Sunday, June 11, 2006
"Boys" Night Out
My first Tony Awards Ceremony was really memorable. The seats were great, and the program itself was very enjoyable, probably more enjoyable as a theater piece than as a CBS broadcast, but I would literally have to go to the videotape to prove my above statement. All I know is that I was very pleased that the producers also thought of the thousands gathered there as well as the millions watching it at home, and gave those of us fortunate to have a ticket a very enjoyable show. The Radio City Music Hall itself is a gorgeous venue to hold this kind of award ceremony: the place was made for gowns and tuxedos, and it was great to see the lobby filled with thousands of people in evening attire.
I was also very happy that The History Boys came up the big winner in the play category taking home six of the coveted Tony Awards, including Best Play of the year. It really deserves it, and I was very happy that both Richard Griffiths and Frances de la Tour won their respective Tonys. It would have been perfect if Samuel Barnett had also won, but he was beaten by Ian McDiarmid from Faith Healer.

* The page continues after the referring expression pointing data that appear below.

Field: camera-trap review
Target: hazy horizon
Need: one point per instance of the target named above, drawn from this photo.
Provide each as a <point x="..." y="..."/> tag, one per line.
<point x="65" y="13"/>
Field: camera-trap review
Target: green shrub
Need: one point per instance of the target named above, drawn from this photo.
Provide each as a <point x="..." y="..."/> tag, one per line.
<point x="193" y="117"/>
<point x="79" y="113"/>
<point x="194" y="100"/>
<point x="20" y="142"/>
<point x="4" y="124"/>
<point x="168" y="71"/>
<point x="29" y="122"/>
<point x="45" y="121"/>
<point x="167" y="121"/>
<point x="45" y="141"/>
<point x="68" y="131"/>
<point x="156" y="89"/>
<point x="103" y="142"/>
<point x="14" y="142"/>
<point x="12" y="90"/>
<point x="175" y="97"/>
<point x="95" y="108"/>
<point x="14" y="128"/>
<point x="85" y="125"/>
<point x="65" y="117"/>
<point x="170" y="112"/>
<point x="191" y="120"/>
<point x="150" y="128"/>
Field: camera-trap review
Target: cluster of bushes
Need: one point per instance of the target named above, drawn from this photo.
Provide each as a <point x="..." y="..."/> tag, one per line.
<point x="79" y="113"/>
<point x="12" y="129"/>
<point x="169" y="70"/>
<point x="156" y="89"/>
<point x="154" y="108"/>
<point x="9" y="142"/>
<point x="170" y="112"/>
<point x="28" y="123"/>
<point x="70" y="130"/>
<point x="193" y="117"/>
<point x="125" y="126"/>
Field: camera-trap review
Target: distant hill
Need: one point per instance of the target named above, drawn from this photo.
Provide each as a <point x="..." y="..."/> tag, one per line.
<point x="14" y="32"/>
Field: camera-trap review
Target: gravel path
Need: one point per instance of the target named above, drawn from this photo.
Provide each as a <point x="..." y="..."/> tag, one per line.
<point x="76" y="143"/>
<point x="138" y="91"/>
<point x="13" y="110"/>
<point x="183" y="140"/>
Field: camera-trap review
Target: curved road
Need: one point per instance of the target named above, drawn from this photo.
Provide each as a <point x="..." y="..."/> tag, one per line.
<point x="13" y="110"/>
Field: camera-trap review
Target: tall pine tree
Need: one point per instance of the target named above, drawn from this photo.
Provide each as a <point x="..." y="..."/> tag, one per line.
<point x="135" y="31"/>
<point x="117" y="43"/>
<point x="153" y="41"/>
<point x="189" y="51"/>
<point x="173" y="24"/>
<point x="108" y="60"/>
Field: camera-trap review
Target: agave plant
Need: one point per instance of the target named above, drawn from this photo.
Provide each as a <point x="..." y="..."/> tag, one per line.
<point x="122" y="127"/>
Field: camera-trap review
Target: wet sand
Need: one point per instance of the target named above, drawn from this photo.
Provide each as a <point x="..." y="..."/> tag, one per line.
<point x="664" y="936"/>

Personally, I was very disinterested in the musical scene this year, to the point that I have not seen what ended up being the two main winners in this category: Jersey Boys and The Drowsy Chaperone. I did get to see the memorable revival of Sweeney Todd, and the outrageous East Village version of The Threepenny Opera, but it was The Pajama Game (the one I didn't see!) that took home the prize. I think that I will make my way to see The Drowsy Chaperone this week, though, just to satisfy my curiosity about this work: some swear by it, while others would love to see it buried. Jersey Boys won four awards, while The Drowsy Chaperone won five.
Taking all into account, it was a memorable New York evening, which goes to prove that even though the 60th Tony Awards might not have had scores of historic plays and musicals to honor, just being at such a star-studded glamorous evening makes all the difference.